Poeti e Poesie:
La siora marchesa
di Renzo Pezzani
Celebre raffinata e patetica poesia intrisa di sottile malinconia, forse la sua più famosa opera, un capolavoro.
Da scoltare e riascoltare nella stupenda interpretazione di Bruno Lanfranchi.
Renzo Pezzani, Bornisi, Battei, 1978
Musica: Almost Duo, Lullaby.
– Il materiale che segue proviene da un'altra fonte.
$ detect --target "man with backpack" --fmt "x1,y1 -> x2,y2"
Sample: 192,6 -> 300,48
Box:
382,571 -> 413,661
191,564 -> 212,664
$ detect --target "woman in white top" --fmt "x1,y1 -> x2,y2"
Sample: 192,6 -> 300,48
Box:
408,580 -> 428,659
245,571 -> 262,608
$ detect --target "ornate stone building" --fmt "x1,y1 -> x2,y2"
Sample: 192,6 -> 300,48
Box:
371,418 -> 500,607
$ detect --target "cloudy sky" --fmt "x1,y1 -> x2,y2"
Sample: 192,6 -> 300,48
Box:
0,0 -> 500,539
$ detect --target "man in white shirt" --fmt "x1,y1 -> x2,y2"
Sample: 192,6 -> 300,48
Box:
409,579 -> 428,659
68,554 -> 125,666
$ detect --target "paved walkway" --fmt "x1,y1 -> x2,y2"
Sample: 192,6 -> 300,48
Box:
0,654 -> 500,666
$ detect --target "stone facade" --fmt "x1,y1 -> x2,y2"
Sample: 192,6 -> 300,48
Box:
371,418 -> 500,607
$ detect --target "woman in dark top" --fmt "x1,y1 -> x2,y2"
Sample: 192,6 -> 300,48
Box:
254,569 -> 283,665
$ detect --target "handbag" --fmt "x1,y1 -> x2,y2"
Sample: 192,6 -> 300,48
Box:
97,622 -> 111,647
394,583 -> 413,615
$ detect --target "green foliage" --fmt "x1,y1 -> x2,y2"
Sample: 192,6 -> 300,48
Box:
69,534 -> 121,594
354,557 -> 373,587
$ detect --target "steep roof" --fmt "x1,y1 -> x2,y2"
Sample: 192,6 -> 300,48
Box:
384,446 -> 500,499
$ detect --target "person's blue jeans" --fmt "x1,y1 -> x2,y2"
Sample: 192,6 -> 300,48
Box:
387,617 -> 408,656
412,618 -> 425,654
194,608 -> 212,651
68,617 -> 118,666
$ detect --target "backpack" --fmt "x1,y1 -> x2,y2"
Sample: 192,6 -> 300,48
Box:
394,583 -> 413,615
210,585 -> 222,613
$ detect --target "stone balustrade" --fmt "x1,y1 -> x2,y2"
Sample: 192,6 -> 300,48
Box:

Al flauto traverso Silvia Cavatorta
La siora marchesa
La vecia marchesa
ch’la stäva al primm pian
la viva in-t-na camra
coi gat e coi can.
La n’ gh’ à pu la serva
ch’agh faga la tressa:
la s’ leva bonora
pär corror a messa
La s’metta a memoria
’n capel äd piss vec
(la siora marchesa
l’ à rott tut i spec)
Da drè la veletta
la sconda la fama.
La n’ gh’ à pu de scärpi,
la perda la brama.*
La viva de gnenta:
’d na suppa in-t-al lat:
gh’ in vansa na mes’cia
p’r i can e p’r i gat.
Epur la s’ricorda
di so venerdì
coi brumm ch’ aspetäva
dj intregh dop-mezdì:
contessi, duchessi,
sui bei canapè
(a n gh’ era nisson
col sangov daquè).
Adessa che i gioron
j en tutt venerdì,
l’ aspeta ch’ a passa
na siora de dchì:
na siora ch’ a passa
na volta da tutti,
dal giovni, dal veci,
dal beli, dal brutti;
na siora ch’ a riva
fin sora ai granar,
ad corsa, in silensi,
e sensa lansär.
E incö’, ch’ l’ è passäda
pär combinassion,
la senta odor ’d vecia,
l’infila al porton;
la reva la porta
legera cme ’l vent
— Andemma, marchesa!
— Ch’ la speta ’n moment
ch’ a faga toletta;
son subit con lè. —
La s’ metta i mez guant,
al boa äd struss plè:
la s’ petna al cucù,
tri riss su la fronta,
la drissa la testa:
— Andemma, son pronta. —
Recitata da Bruno Lanfranchi
La signora marchesa
La vecchia marchesa
che abitava al primo piano *
vive in una camera
con i gatti e con i cani.
Non ha più la serva
che le faccia la treccia:
si alza presto
per correre a messa.
Si mette a memoria
un cappello vecchio di pizzo
(la signora marchesa,
ha rotto tutti gli specchi)
Dietro la veletta
nasconde la fame.
Non ha più scarpe,
perde la brama. **
Vive di niente:
di una zuppa nel latte
ne risparmia un mestolo
per i cani e per i gatti.
Eppure si ricorda
dei suoi venerdì
con i brumm*** che aspettavano
degli interi pomeriggi:
contesse, duchesse,
sui bei canapè
(non c’era nessuno
col sangue misto ad acqua).
Ora che i giorni
sono tutti venerdì,
aspetta che passi
di qui una signora:
una signora che passa
una volta da tutti,
dalle giovani, dalle vecchie,
dalle belle, dalle brutte;
una signora che arriva
fin sopra i granai,
di corsa, in silenzio,
e senza ansimare.
E oggi, che è passata
per combinazione,
sente odore di vecchia,
infila il portone;
apre la porta
leggera come il vento
— Andiamo, marchesa!
— Aspetti un momento
che faccia toletta;
sono subito da lei. —
Si mette i mezzi guanti,
il boa di struzzo spelacchiato:
si pettina il cucù,
tre riccioli sulla fronte,
drizza la testa:
— Andiamo, sono pronta. —
* Il primo piano era il piano nobile. Dal rinascimento fino alla fine del ’700 nei palazzi signorili era la residenza vera e propria della famiglia ed era generalmente più alto e meglio decorato
** La brama era la passamaneria di rinforzo applicata nel fondo interno delle vesti per preservarle dallo sfregamento.
*** I brumm erano i brumisti, i vetturini delle carrozze a cavalli “Brougham”, in italia detti “fiacre”. La struttura si prestava bene all’installazione di un motore e fu usata nelle prime automobili al posto dei cavalli. Molte auto furono denominate Brougham, anche dalla Ford fino agli anni ’70.